Tuesday, September 3, 2013

The Parable of the Potter

Jeremiah learned something about God by observing a potter working at his wheel.  (Jer. 18:1-11)  What he learned is worth looking at.  The message is not what it may appear at first.
This is what Jeremiah observed.  “The vessel he was making of clay was spoiled in the potter's hand, and he reworked it into another vessel, as seemed good to him.”  (v. 4)  The overall message has to do with God’s ability to punish the disobedient and save the repentant.  We rightly see God in the potter, but perhaps not so rightly see the nation of Judah, and by extension, humanity, in the vessel.

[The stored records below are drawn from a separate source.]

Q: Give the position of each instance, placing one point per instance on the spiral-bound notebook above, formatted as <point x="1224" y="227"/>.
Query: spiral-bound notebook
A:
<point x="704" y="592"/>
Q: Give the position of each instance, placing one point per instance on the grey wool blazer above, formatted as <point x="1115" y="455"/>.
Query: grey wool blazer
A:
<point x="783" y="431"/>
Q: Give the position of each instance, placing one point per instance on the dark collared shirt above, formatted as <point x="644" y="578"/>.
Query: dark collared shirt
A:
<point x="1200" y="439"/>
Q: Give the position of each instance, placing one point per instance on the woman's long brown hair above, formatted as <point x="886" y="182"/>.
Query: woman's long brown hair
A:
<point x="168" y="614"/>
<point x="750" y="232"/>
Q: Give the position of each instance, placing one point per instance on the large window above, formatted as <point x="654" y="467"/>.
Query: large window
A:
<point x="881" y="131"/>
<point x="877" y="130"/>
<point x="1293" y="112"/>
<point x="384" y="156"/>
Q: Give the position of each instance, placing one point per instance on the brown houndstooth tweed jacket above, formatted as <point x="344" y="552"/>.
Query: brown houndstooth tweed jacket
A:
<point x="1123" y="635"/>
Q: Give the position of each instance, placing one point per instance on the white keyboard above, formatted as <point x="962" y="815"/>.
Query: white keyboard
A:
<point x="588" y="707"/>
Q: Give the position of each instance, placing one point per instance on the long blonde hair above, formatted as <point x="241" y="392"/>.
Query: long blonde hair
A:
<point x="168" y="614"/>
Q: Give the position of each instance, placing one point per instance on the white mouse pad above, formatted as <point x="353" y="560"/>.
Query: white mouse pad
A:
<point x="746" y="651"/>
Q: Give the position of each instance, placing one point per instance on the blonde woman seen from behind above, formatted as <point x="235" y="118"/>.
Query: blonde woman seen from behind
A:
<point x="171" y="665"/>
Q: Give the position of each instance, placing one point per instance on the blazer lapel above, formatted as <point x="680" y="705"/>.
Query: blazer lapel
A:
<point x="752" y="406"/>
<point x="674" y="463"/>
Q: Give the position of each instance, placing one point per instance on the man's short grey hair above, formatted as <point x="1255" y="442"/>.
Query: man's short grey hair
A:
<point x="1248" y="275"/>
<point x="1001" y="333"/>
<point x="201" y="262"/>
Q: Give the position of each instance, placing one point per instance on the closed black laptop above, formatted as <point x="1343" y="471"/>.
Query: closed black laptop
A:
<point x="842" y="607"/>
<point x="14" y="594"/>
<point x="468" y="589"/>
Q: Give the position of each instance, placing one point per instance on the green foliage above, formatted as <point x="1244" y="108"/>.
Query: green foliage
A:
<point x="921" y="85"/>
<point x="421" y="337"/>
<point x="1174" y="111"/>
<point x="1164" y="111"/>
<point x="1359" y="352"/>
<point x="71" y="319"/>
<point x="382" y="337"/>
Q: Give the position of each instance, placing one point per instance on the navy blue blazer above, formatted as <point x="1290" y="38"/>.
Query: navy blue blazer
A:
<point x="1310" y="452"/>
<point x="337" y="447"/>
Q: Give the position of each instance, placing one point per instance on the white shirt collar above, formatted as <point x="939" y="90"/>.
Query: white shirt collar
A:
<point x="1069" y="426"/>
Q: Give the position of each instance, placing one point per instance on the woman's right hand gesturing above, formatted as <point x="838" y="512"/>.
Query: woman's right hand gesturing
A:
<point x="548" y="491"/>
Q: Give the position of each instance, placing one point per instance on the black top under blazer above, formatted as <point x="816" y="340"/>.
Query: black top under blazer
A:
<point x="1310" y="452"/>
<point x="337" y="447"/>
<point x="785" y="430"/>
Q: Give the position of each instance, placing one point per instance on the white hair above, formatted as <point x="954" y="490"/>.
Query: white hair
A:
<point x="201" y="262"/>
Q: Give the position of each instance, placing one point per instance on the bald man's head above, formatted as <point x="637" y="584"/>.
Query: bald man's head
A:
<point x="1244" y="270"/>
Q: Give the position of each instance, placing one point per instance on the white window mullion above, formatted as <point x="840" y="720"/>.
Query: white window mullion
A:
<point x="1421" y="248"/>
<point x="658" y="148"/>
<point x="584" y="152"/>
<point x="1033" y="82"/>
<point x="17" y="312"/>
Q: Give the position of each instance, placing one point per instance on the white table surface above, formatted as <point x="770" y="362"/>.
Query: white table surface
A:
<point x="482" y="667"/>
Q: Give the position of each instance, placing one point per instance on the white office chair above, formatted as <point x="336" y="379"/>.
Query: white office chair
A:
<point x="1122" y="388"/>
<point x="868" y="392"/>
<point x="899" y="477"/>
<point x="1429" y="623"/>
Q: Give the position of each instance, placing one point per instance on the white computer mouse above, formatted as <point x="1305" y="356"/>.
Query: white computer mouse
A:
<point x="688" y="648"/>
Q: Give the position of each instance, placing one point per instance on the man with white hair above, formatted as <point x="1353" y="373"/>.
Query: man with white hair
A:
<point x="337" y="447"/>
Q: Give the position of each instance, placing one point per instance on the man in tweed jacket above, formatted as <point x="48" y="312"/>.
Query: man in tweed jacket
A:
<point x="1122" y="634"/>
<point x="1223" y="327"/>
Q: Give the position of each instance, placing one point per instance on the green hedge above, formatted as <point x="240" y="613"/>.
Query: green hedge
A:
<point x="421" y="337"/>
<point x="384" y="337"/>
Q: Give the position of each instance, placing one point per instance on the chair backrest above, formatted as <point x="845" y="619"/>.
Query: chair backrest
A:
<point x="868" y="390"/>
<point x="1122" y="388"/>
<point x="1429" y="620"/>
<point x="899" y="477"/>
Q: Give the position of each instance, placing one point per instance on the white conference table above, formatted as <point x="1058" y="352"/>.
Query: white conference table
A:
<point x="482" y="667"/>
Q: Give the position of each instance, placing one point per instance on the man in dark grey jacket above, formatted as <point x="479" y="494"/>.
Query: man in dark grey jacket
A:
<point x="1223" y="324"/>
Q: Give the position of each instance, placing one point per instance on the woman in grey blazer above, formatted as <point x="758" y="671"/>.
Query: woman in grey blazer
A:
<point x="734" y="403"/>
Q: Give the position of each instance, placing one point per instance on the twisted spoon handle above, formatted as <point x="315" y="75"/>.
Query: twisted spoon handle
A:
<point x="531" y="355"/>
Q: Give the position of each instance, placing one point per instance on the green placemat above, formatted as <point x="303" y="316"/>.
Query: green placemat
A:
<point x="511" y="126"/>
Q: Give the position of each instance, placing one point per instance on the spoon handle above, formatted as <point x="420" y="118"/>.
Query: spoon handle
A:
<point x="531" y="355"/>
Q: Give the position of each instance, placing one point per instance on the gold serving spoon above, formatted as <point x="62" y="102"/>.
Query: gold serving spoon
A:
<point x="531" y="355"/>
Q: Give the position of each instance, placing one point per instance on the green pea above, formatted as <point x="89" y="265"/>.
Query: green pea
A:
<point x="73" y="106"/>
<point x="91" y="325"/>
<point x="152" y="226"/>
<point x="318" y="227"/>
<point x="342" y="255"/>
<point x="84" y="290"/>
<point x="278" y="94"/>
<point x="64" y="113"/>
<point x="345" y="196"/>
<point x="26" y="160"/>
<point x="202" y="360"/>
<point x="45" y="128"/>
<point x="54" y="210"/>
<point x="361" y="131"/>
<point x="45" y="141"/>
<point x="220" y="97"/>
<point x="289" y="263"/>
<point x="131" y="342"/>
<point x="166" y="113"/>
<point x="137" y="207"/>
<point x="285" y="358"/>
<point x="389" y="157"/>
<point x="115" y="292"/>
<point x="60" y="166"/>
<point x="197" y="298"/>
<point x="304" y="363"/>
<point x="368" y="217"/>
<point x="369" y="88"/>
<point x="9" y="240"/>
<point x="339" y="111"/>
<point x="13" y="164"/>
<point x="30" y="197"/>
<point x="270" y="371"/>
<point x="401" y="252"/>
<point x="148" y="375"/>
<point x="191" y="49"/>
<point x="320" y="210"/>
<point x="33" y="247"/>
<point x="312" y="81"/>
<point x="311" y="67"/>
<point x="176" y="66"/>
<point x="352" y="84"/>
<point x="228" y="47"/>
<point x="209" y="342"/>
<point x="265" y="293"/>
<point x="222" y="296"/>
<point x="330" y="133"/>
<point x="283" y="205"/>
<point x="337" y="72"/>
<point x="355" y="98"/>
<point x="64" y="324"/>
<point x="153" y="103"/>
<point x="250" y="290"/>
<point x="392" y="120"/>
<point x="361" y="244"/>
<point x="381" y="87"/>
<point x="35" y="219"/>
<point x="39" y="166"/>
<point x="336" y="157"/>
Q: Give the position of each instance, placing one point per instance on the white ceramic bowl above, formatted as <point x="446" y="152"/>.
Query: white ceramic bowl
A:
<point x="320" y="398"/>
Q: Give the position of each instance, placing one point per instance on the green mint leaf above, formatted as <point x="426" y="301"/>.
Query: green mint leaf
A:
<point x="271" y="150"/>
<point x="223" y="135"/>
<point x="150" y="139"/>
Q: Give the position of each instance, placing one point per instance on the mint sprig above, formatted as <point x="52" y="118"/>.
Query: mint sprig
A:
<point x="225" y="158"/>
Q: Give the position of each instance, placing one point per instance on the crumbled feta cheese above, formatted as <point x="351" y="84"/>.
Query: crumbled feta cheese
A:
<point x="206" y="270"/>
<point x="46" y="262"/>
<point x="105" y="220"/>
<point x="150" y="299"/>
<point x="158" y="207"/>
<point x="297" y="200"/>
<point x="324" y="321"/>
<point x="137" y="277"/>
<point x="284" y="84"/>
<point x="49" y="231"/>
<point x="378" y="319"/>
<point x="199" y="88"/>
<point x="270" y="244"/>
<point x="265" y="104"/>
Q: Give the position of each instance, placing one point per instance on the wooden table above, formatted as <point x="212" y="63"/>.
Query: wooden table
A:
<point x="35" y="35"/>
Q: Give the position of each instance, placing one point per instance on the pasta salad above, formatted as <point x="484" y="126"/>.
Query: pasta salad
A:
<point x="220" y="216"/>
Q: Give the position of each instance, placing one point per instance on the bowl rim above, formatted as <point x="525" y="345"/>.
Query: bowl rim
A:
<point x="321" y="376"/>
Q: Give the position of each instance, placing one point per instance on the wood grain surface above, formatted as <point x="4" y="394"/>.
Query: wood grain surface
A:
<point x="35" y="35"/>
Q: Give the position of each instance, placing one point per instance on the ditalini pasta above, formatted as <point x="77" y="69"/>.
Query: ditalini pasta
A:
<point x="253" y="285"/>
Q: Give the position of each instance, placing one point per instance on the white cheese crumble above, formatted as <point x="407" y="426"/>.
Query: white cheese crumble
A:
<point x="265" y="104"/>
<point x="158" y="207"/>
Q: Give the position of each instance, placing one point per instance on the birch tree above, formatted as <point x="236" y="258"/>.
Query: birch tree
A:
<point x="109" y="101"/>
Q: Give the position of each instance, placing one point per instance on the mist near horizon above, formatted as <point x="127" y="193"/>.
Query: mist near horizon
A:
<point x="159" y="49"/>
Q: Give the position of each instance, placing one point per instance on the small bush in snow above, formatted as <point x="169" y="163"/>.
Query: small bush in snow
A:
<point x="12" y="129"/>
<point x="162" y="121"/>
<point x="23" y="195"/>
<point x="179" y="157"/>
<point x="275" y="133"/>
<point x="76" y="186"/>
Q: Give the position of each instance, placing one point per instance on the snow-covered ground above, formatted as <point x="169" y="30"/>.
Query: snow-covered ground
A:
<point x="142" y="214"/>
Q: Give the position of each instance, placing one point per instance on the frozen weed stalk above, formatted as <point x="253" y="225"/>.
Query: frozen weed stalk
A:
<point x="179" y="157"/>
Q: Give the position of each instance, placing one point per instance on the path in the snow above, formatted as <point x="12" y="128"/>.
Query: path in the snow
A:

The human part of the analogy is not the vessel. It’s the clay.  God destroys the vessel, but God keeps the clay.  The clay is reworked and neither destroyed or even replaced.
One should not read into this that God is pleased with the human side in the parable of the potter.  There is a message of judgment to be sure.  But there is something much more important, much more surprising, and much more hopeful.  The really stunning thing about this story in the Bible is not that God judges the vessel.  It is that God and the clay are responsive to each other.
The clay is shaped at the potter’s hand.  When it is spoiled, it is reshaped.  God is not content with the vessel that is less than God intends.  So God reworks it.  God responds to the clay.  The vessel may start out badly but be righted into a vessel that pleases God.  The clay responds to God.
The creation is in God’s, the potter’s, hands.  But the result takes the potter and the clay together.  God is the potter.  We are the clay.  Fulfilling God’s design takes both, each responding to the other.  Creation is on-going.  We do not work alone.  Neither does God.